オーラルケア文脈からの脱却がターゲットインサイトに響いた

ライオン NONIO(ノニオ)

ライオンの新ブランド「NONIO(ノニオ)」が、2017年8月の販売開始以降、順調に売り上げを伸ばしている。流通からは、30歳代以下のオーラルケア支出を向上させている点が支持されているという。こうしたヒットの要因は何か。「NONIO」のブランドマネジャーを務める柳田洋顕氏は、「啓発にとどまりがちだった訴求からの脱却」にあると話す。

低関与だった若年層の支出額が増加

──2017年の発売から1年以上が経ちました。現在の販売動向はいかがでしょうか。

2019年の1~4月は、ハミガキとマウスウォッシュの既存品ベースで前年比108%なので、好調に推移していると考えています。

ブランド全体でいうと、前年比130%と非常に伸びています。これは、外出用ケアと舌ケアの両シリーズを新商品として発売し、ラインナップが増えたことも要因です。

──30歳代以下をターゲットにされていますが、実際の購買層についてはいかがですか。

当社の購買データでは、ハミガキカテゴリー全体における30歳代以下の構成比は23%となっています。「NONIO」だけを見れば39%、マウスウォッシュカテゴリーでも全体に対して、30歳代以下は23%ですが、「NONIO」は32%です。他ブランドと比べても若年層に受け入れられていることがわかります。
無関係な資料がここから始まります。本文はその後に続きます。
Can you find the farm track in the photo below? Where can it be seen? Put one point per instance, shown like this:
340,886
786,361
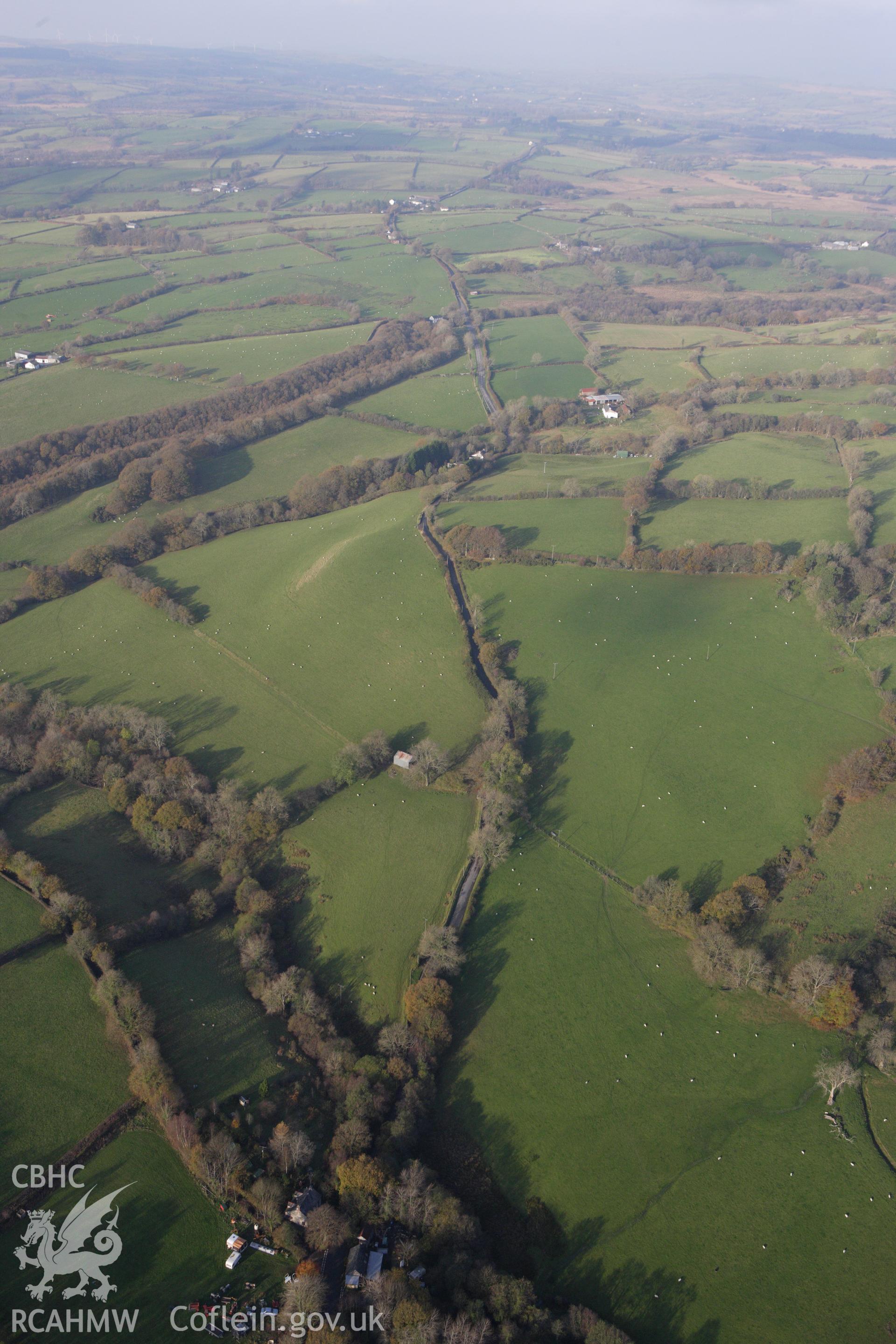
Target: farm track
272,686
460,908
483,385
31,945
457,590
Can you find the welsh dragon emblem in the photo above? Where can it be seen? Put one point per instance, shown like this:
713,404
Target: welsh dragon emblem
69,1253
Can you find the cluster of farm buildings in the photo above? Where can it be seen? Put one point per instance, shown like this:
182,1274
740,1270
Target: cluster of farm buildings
610,404
26,361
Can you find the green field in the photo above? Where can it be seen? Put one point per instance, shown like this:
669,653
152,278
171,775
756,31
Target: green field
788,523
19,917
74,834
782,462
260,471
523,472
213,1034
385,857
53,1094
573,526
514,342
565,381
672,749
172,1239
65,397
673,1131
311,633
442,399
253,357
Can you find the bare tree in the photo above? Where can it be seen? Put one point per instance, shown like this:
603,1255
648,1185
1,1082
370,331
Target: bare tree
750,969
304,1296
854,459
440,948
268,1199
430,760
880,1050
219,1162
291,1148
809,979
832,1076
327,1229
491,846
282,991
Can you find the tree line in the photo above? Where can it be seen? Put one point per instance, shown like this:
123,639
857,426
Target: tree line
57,465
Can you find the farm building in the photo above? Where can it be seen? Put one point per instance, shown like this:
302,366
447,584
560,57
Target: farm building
236,1245
592,397
357,1265
303,1204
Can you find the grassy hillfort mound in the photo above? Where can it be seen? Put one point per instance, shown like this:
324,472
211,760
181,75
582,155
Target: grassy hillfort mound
311,633
448,683
681,725
598,1074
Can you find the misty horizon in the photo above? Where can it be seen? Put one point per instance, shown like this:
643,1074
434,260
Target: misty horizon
797,42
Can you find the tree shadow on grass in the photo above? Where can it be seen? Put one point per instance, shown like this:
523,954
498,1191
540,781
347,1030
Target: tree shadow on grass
518,538
706,882
217,472
649,1304
487,956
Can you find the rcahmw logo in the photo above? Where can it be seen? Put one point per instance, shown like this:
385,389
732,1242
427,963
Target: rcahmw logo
85,1245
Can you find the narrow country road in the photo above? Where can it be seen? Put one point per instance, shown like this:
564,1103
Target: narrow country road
481,367
459,910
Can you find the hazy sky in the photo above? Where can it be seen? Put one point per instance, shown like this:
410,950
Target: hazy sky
846,43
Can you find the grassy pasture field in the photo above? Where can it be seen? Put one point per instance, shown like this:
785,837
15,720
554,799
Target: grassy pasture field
299,623
801,462
259,471
19,917
789,523
769,359
60,398
675,1131
520,472
53,1096
213,1034
663,370
442,399
514,341
256,357
563,381
174,1238
574,526
734,725
74,834
385,858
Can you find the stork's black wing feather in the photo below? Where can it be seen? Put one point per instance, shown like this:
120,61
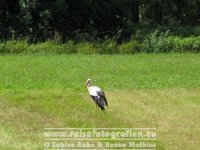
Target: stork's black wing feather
103,97
98,102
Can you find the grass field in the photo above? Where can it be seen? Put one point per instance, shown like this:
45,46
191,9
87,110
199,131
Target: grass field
159,91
若年層の取り込みの一方、私たちはお客さまのオーラルケアに対する支出額を引き上げることも課題としていましたが、結果的には「NONIO」の発売前後で20歳代~30歳代の支出額が増えました。若年層の多くはオーラルケアに対する関与が低く、それまで低価格のハミガキを購入していたのですが、彼らが「NONIO」を買っている、または新たにマウスウォッシュを利用しはじめたと考えられます。
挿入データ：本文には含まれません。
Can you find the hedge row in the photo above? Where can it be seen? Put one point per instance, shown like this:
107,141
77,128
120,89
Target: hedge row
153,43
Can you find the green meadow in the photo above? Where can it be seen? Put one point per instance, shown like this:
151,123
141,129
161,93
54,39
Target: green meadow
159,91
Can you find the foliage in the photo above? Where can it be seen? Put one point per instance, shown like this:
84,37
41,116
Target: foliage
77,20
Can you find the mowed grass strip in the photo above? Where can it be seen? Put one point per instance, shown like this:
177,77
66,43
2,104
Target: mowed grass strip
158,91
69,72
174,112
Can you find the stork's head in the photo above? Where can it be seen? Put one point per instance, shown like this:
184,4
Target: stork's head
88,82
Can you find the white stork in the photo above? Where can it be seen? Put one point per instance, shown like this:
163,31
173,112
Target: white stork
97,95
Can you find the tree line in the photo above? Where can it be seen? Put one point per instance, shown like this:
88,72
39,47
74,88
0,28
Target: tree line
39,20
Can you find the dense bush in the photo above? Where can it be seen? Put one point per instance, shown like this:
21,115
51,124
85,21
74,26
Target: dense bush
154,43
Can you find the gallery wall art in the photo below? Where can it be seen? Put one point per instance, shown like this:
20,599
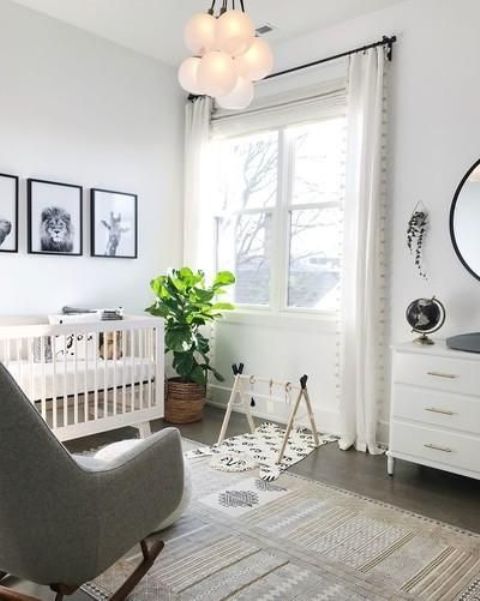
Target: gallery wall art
55,218
8,213
114,224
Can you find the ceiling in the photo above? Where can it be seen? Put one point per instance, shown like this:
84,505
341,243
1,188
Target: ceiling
155,27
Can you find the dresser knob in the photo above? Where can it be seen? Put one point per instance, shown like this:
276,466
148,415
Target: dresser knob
441,411
437,448
439,374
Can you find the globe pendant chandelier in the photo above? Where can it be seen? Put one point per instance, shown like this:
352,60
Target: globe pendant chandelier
227,57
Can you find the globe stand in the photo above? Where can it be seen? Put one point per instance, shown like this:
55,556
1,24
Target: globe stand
424,340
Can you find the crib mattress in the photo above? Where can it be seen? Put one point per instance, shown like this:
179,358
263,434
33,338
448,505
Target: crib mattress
41,381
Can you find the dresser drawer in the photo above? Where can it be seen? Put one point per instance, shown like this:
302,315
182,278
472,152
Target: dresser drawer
441,373
447,448
440,409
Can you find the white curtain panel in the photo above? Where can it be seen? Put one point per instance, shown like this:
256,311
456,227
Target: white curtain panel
362,289
198,223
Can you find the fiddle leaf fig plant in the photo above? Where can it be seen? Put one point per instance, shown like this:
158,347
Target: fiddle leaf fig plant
187,303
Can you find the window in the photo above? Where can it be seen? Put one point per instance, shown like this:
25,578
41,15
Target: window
279,214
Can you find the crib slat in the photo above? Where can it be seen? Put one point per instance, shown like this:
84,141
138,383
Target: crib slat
158,374
30,343
75,378
95,376
124,373
63,345
85,378
105,376
115,383
132,373
141,334
54,380
57,384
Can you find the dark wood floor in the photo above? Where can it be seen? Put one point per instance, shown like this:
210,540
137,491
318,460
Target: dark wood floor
438,495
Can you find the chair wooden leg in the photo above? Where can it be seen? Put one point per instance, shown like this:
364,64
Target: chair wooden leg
150,554
7,594
62,590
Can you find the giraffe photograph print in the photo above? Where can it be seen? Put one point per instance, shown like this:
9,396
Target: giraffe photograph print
114,224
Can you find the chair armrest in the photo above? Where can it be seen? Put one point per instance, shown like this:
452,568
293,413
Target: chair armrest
135,492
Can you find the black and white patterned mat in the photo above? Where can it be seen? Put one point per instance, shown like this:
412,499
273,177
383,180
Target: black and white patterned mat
260,450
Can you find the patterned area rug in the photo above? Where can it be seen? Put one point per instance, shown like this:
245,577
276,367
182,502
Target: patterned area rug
260,450
245,539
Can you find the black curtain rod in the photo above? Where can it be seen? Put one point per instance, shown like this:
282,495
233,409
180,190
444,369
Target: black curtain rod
385,41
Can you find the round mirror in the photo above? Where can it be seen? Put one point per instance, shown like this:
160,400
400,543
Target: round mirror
465,221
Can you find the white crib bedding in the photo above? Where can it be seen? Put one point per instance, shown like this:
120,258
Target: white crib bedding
40,381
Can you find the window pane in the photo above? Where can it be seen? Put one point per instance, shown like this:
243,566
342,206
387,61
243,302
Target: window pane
314,270
318,154
245,246
247,172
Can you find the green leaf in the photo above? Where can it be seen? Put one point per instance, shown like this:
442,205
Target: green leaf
204,296
178,338
199,375
187,303
183,363
223,307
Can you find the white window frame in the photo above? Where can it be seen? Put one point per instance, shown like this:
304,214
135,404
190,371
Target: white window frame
281,213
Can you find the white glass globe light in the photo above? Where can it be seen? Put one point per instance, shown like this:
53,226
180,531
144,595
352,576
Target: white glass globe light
235,32
188,75
239,98
200,33
217,75
257,62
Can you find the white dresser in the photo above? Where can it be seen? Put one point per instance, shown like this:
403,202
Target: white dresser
435,415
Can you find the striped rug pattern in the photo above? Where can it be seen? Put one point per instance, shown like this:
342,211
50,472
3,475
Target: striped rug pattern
313,543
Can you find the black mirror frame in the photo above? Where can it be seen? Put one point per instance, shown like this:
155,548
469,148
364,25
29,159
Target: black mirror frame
452,219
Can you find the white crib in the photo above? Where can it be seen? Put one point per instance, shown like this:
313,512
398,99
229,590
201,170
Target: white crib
88,378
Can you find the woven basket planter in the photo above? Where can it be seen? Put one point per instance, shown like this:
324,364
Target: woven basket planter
184,402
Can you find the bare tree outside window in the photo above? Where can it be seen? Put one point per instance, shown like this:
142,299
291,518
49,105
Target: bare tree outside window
254,202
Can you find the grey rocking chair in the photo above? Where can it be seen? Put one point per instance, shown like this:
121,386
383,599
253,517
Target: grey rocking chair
64,521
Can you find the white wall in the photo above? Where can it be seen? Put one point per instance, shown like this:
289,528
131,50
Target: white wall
78,109
434,139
消費者の購買単価アップや、マウスウォッシュについては新規ユーザーを獲得するなど、従来、低関与だった層を取り込めた点は、流通さまからもご評価いただいています。

──若年層がオーラルケア製品を買うようになったのはなぜですか。どんな欲求を、どういった表現で、刺激したのでしょうか。

若年層はオーラルケアへの関心が低い方が多いというのが現状です。従来のような、「歯磨きしましょう」「歯科医へ行きましょう」という啓発には乗ってこない。彼ら、彼女らの態度変容を促すにはオーラルケア文脈の訴求から離れたほうがいいのではないかと思いました。

いまの若者は「嫌われたくない」という意向が強いと考えています。この世代は嫌われないように気を使い、人との距離感を測り続けている。だから、髪型などの外見や、においについても気にかけています。特に口臭は、他人ならいざしらず、自分のことはわかりづらいので悩みも大きい。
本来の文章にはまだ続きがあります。